Large-Scale and Decentralized
Germans seem to like engineering-related TV commercials. For example, when I was at École Centrale in 2006, Christian Wachinger, a German student who was also visiting, was quite amused by this Volkswagen commercial that "unpimp[ed] ze auto." Also, there is an IBM commercial that has been airing recently in the US featuring buzzword bingo. It seems that this commercial has been out in Germany for a few months and become popular; the German version can be seen here.
The ivory tower is not an impenetrable defense from buzzwords. My officemate Pat was recently quipping that one of us should propose to work on small-scale centralized algorithms, the thing to do now being large-scale, decentralized or distributed algorithms.
Large-scale distributed algorithms are often defined on or described via graphs.
Some of the students in SSG, nicknamed graphniks by Alan, spend some of their time looking at inference in large-scale graphical models via efficient message-passing algorithms. Inference is the problem of estimating unobserved nodes X from observed nodes Y in a graphical model by computing marginal conditional densities (Xi|Y), or statistics of those marginal conditional densities such as mean and variance. Belief propagation, an algorithm for inference is inherently distributed as the procedure involves passing messages -- functions computed locally at nodes, details of which are not described here -- along edges of the graphical model in an iterative fashion.
Part of Devavrat Shah's research agenda is also message-passing algorithms, in particular to solve problems such as matching, independent set, and scheduling. Message-passing algorithms are used in the decoding of low-density parity-check codes, which were developed by Bob Gallager.

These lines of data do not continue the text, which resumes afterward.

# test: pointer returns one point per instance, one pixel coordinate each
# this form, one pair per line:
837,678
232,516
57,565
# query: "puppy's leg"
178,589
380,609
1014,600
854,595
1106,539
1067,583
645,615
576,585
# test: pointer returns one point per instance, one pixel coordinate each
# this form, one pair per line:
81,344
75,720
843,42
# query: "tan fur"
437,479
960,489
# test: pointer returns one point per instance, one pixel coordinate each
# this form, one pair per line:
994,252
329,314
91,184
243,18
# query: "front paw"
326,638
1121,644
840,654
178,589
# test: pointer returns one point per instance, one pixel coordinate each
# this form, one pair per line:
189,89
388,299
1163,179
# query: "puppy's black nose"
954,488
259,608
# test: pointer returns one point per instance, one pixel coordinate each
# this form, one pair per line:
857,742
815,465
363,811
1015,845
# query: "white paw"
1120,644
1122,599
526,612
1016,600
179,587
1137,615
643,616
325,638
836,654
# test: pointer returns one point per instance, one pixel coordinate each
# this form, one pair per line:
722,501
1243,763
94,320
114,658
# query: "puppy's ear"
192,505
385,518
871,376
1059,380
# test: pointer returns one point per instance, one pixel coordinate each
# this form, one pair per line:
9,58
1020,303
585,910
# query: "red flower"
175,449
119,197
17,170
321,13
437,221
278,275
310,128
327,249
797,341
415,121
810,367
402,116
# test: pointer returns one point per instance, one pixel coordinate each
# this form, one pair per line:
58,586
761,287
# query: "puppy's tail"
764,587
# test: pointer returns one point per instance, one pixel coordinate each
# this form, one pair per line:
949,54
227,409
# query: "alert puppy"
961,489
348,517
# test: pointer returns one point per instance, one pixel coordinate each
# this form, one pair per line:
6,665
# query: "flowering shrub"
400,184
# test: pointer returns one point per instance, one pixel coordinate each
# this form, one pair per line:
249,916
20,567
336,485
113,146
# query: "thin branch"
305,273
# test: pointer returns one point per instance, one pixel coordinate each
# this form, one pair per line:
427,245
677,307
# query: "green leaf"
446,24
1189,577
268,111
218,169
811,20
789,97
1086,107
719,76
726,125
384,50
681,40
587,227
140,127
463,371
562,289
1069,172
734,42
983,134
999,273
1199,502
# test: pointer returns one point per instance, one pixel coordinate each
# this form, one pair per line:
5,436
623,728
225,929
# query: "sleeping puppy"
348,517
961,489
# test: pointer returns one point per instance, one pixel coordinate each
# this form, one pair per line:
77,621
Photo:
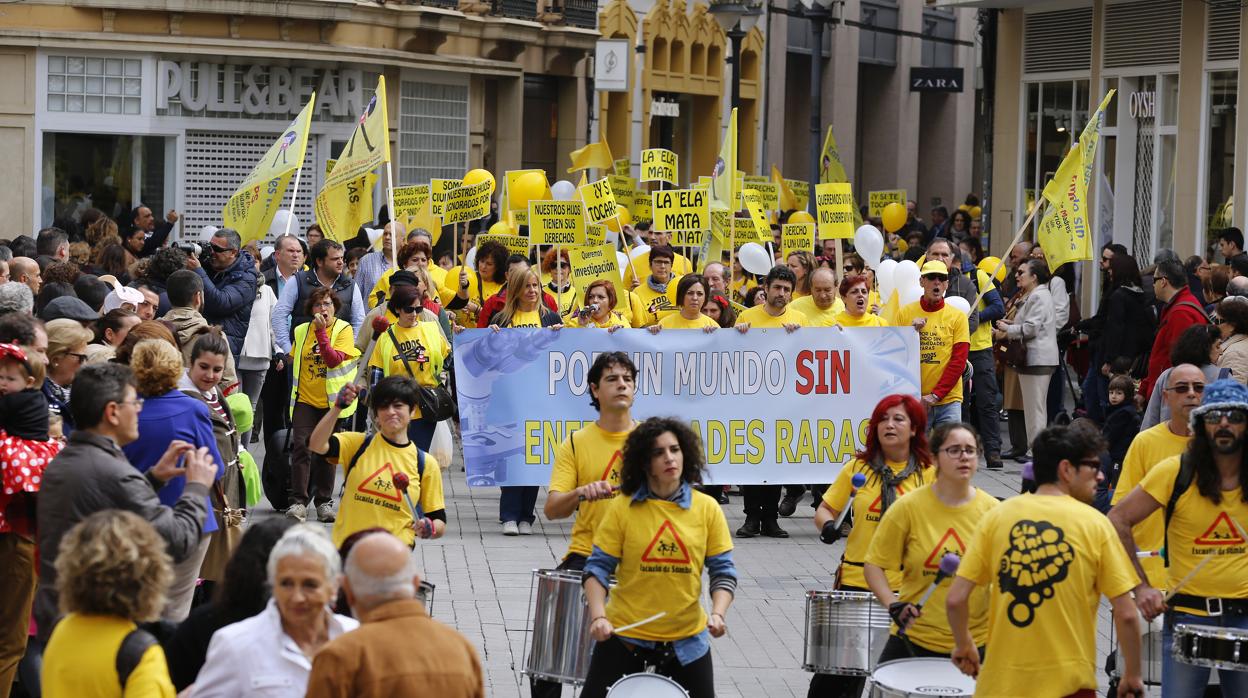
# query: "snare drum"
906,678
647,686
845,632
559,649
1211,646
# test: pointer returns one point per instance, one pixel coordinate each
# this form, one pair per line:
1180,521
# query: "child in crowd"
1121,426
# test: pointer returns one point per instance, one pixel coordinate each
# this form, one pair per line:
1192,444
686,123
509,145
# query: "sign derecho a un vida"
263,89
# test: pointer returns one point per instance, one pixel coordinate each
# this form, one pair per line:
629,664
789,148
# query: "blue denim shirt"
602,566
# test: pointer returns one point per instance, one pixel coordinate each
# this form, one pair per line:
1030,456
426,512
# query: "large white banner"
771,407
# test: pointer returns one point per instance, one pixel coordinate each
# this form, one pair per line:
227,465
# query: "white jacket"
257,346
255,657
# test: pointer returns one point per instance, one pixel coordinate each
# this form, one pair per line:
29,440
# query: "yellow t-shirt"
312,367
1048,560
816,317
945,329
1201,528
649,306
590,453
1151,447
758,317
865,320
662,548
426,349
912,537
613,320
677,321
81,661
370,498
866,513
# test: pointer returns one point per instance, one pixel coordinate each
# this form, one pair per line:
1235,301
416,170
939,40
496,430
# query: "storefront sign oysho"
281,91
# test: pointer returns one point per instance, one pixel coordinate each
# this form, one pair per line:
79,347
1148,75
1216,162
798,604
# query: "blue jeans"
941,413
517,503
1186,679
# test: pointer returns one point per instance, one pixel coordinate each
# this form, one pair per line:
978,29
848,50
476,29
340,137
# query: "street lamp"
738,18
818,11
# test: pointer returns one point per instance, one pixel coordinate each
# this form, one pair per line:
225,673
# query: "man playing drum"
587,466
1202,497
1048,557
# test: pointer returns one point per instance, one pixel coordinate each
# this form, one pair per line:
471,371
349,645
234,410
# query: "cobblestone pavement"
483,586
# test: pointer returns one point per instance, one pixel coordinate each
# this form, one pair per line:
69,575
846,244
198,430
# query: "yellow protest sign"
557,222
409,200
800,191
467,204
593,262
680,210
514,244
438,190
599,201
877,200
796,237
659,165
834,210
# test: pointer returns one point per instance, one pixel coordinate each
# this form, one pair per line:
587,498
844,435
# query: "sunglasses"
1232,416
1183,388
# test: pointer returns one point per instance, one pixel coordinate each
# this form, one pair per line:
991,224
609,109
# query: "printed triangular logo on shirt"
667,548
1221,532
381,483
957,547
610,475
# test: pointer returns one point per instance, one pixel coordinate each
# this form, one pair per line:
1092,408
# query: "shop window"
433,131
101,171
1221,151
94,85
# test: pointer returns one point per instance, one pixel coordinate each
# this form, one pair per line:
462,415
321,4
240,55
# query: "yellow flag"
723,179
1066,232
788,199
593,155
341,205
251,209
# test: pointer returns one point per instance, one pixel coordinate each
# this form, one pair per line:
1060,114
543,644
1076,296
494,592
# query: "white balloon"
870,245
884,275
959,302
278,225
755,259
562,190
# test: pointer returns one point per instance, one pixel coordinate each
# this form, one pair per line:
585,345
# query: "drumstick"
630,626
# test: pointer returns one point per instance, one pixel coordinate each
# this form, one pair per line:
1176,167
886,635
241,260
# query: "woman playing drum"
657,537
894,462
914,537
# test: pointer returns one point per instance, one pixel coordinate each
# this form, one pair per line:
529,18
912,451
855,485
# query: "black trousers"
614,659
538,687
761,501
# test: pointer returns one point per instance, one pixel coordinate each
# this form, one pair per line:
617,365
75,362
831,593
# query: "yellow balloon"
526,187
477,176
989,264
894,216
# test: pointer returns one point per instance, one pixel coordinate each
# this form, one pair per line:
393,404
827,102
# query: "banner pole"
1022,230
295,192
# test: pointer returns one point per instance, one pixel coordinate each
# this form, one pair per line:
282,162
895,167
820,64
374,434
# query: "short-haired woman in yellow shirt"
657,537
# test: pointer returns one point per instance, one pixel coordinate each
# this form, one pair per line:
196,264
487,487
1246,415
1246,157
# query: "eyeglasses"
1183,388
960,451
1232,416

On Tuesday, Lieven Vandenberghe gave a talk entitled, "Chordal sparsity in normal graphical models and semidefinite programming" at the LIDS colloquium. He described interior point matrix optimization methods that make use of the junction tree, where the matrix in question is an adjacency matrix of a graph. On Thursday, Éva Tardos gave a talk on games in networks during a CSAIL colloquium. She first discussed congestion games in which agents do not cooperate and make their own choices in a decentralized manner. Then she discussed buying and selling games on trade networks in which there is a little bit of cooperation or collusion. One of her main points was that algorithmic game theory needs to start dealing more with cooperation. Oh snap! German engineering in da house, ya! What? Oh. Belgian and Hungarian engineering in da house, ya!